Sir William Gerald Golding (1911-1993), novelist, was born in Newquay, Cornwall at his grandmother's house. He was educated at Marlborough Grammar School, where his father taught and Brasenose College, Oxford, reading natural science before transferring to English Literature. In 1934 he published a small volume, 'Poems', in Macmillan's Contemporary Poets Series.
He moved to London in 1935, working as a writer, actor and producer for a small, non-commercial theatre before taking up teaching in 1939 when he married and had a family. At this time he was also involved in adult education, teaching in army camps and Maidstone gaol.

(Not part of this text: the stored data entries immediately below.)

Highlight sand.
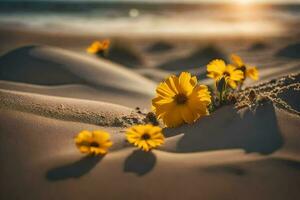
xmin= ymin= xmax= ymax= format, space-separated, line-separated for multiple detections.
xmin=0 ymin=26 xmax=300 ymax=200
xmin=0 ymin=45 xmax=156 ymax=108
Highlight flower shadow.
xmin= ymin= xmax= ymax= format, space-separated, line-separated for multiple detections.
xmin=123 ymin=149 xmax=156 ymax=176
xmin=46 ymin=155 xmax=103 ymax=181
xmin=164 ymin=101 xmax=283 ymax=154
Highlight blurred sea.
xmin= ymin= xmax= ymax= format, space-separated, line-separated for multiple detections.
xmin=0 ymin=1 xmax=300 ymax=37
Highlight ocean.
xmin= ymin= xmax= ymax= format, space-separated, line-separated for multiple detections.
xmin=0 ymin=0 xmax=300 ymax=37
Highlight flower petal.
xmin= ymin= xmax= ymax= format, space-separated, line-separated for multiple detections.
xmin=246 ymin=66 xmax=259 ymax=80
xmin=230 ymin=54 xmax=244 ymax=67
xmin=207 ymin=59 xmax=226 ymax=77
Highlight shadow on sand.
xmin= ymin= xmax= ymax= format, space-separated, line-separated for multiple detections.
xmin=203 ymin=157 xmax=300 ymax=177
xmin=164 ymin=101 xmax=283 ymax=154
xmin=124 ymin=149 xmax=156 ymax=176
xmin=146 ymin=41 xmax=174 ymax=53
xmin=0 ymin=45 xmax=83 ymax=85
xmin=158 ymin=45 xmax=226 ymax=71
xmin=276 ymin=42 xmax=300 ymax=59
xmin=105 ymin=42 xmax=144 ymax=68
xmin=46 ymin=155 xmax=103 ymax=181
xmin=248 ymin=41 xmax=268 ymax=51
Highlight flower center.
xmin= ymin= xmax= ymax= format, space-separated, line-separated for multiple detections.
xmin=240 ymin=66 xmax=246 ymax=73
xmin=90 ymin=141 xmax=100 ymax=148
xmin=141 ymin=133 xmax=151 ymax=140
xmin=240 ymin=66 xmax=246 ymax=80
xmin=223 ymin=71 xmax=230 ymax=77
xmin=174 ymin=94 xmax=188 ymax=105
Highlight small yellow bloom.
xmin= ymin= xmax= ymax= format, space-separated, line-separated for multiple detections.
xmin=207 ymin=59 xmax=244 ymax=89
xmin=126 ymin=124 xmax=164 ymax=151
xmin=152 ymin=72 xmax=211 ymax=128
xmin=74 ymin=130 xmax=113 ymax=155
xmin=86 ymin=39 xmax=110 ymax=54
xmin=230 ymin=54 xmax=259 ymax=81
xmin=246 ymin=67 xmax=259 ymax=81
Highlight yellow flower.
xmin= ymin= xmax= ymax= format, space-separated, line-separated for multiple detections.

During the World War II he served in the Royal Navy, firstly working in a weapons research unit where he was injured, then trained to bring mine-sweepers from New York. He later commanded a landing craft equipped with rocket guns, taking part in the D-day landings and the invasion of Walcheren.

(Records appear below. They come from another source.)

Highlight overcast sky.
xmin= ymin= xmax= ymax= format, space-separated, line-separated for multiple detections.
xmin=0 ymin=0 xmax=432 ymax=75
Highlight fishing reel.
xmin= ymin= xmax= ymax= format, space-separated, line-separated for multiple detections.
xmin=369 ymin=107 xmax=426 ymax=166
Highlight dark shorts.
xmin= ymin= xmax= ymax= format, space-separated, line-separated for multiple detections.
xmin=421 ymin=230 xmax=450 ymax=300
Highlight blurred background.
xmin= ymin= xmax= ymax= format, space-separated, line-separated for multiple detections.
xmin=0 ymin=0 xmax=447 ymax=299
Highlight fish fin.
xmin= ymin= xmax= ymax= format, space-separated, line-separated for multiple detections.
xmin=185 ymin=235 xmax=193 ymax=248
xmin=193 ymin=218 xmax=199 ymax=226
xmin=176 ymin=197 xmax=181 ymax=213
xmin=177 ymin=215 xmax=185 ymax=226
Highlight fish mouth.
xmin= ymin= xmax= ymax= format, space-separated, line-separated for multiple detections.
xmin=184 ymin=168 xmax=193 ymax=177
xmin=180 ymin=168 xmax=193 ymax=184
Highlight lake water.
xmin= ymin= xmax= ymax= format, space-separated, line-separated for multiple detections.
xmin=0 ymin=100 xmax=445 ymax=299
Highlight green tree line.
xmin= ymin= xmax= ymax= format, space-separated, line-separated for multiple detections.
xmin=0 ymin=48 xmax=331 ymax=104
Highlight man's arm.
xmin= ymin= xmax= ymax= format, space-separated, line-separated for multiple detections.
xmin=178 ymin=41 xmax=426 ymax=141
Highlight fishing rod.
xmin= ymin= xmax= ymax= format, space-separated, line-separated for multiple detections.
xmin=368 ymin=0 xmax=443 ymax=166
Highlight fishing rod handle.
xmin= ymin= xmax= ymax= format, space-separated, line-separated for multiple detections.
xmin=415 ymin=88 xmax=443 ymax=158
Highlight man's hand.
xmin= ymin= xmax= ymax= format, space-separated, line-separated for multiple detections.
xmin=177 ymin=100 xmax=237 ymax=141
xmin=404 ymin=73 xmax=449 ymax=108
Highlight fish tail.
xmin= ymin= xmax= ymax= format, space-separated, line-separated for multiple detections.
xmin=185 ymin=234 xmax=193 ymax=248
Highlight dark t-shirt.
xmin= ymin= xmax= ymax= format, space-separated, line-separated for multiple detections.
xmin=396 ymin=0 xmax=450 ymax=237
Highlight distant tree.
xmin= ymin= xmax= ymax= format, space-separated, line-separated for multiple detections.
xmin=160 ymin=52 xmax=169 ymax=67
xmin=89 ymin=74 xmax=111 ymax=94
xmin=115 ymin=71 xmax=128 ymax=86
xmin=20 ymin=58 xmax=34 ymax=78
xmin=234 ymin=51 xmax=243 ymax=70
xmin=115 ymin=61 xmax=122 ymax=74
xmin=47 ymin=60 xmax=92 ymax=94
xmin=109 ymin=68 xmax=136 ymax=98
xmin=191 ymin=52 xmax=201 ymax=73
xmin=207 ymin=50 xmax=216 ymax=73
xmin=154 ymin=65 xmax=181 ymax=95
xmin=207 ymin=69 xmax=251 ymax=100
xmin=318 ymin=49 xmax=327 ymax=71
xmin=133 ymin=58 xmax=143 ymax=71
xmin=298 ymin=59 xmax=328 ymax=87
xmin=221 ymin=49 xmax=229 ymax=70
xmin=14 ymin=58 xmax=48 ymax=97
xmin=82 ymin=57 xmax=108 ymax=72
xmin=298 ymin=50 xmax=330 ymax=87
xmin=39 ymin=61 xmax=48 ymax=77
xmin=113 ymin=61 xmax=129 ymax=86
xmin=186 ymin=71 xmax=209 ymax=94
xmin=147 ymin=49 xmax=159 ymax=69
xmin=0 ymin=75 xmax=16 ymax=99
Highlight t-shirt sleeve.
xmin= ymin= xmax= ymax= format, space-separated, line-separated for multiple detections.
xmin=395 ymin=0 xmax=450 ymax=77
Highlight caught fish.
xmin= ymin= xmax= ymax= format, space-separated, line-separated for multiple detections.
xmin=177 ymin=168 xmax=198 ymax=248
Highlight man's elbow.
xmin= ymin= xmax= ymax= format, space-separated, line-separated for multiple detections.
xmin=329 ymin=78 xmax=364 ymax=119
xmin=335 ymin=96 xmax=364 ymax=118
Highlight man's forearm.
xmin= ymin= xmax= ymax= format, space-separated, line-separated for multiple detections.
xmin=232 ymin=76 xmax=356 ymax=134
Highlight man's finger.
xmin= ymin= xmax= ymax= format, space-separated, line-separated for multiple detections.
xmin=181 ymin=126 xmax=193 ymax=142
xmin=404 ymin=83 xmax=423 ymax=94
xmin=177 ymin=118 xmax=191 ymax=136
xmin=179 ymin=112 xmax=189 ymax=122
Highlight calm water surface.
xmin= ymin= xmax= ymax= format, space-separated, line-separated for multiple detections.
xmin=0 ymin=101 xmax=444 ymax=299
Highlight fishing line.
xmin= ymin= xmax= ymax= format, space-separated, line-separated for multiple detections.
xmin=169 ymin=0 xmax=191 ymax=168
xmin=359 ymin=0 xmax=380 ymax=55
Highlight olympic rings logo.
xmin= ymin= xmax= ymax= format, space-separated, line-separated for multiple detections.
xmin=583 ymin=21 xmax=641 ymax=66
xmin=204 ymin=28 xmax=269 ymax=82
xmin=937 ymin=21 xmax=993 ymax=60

He returned to writing and teaching after the war. 'Lord of the flies', his first and best known novel, was not published until 1954 by Faber and Faber, after being rejected by 21 publishers and changes to the text. It was an immediate success,
Golding wrote 12 novels, many essays and reviews, poems, short stories and a travel book about Egypt. 'The Inheritors' (1955) was followed 'Pincher Martin' (1956), 'The Brass Butterfly' (a play, 1958), 'Free Fall' (1959), 'The Spire' (1964) and 'The Hot Gates' (1965), a collection of essays and reviews.
Golding's other novels are: 'The Pyramid' (1967), The Scorpion God' (three novellas, 1971), Darkness Visible' (1979), 'Rites of Passage' (1980) which won the Booker Prize, and is the first book of the trilogy 'To the Ends of the Earth', 'The Paper Men' (1984) and 'The Double Tongue' (1995).
In 1961, he was able to resign as a school teacher and in 1983 was awarded the Nobel prize for literature. Golding died in 1993 at his home in Perranarworthal, near Truro.